Let $a,b$ be real numbers. Suppose that inequality $|(ax+by)(ay+bx)|\leqslant x^2+y^2$ holds for any real $x,y$. Prove that $a^2+b^2\leqslant2$

Question

I know that this question has already been asked, but date of sending solutions passed (30th Sep), so this part of contest is inactive.

$$|(ax+by)(ay+bx)|\le x^2+y^2$$ $$|ab(x^2+y^2)+xy(a^2+b^2)| \le x^2+y^2$$ $$|k(a^2+b^2)+ab| \le 1$$ where $k=\frac{xy}{x^2+y^2}$

$-\frac12\le k \le \frac12$ since $x^2+y^2\ge \pm 2xy$

Then I tried to treat left hand side as quadratic, but it did not lead to anything useful.
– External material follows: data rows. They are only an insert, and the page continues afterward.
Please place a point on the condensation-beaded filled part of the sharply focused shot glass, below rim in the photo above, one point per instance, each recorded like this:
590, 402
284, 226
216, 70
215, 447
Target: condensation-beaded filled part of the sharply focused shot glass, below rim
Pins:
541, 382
On the other hand from https://www.desmos.com/calculator/ljmcqbpobn it follows that there are $a,b$ s.t $a^2+b^2>2$, so I guess there are some mistakes in my approach.

Answer 1

For $x=y=1$: $(a+b)^2\le 2$, so $a^2+b^2+2ab\le 2$.

For $x=1$ and $y=-1$: $(a-b)^2\le 2$, so $a^2+b^2-2ab\le 2$.

$$a^2+b^2=\frac{(a^2+b^2+2ab)+(a^2+b^2-2ab)}{2}\le\frac{2+2}{2}=2.$$

Answer 2

(Using your approach) You're real close.

Show that if $ a^2 + b^2 > 2$, then we can find some $ k$ in that range such that $|k (a^2 + b^2) + ab| > 1$, which is a contradiction. Thus $ a^2 + b^2 \leq 2$.

Hint:

It might be helpful to separately consider cases of $ ab \geq 0, ab < 0$.

Answer 3

I will write a separate answer because I think you misunderstood the problem and therefore cannot benefit from the solutions.

You don't have to prove anything for all $x,y$. Instead you are told in advance that the inequality holds for all $x,y$ and you have to deduce something about $a,b$. If you can deduce all you need by only looking at two pairs of $x,y$ then, so to speak, you already win.

To give a hugely oversimplified example, consider the following problem:

Suppose that for all $x$ we have $ax^2\geq 0$. Prove that $a\geq 0$.

Of course you can make some argument that takes into account all values of $x$, but it is easier to say: if it holds for all $x$ then it holds in particular for $x=1$, and therefore $a\cdot 1\geq 0$, so we are done. Someone else could come and ask you also to plug in $x=2$ and $x=3$ but all you would get is $4a\geq 0$ and $9a\geq 0$, which you already know.

It is the same with the OM problem. If you can prove all you need by testing only two pairs $(x,y)$, good for you.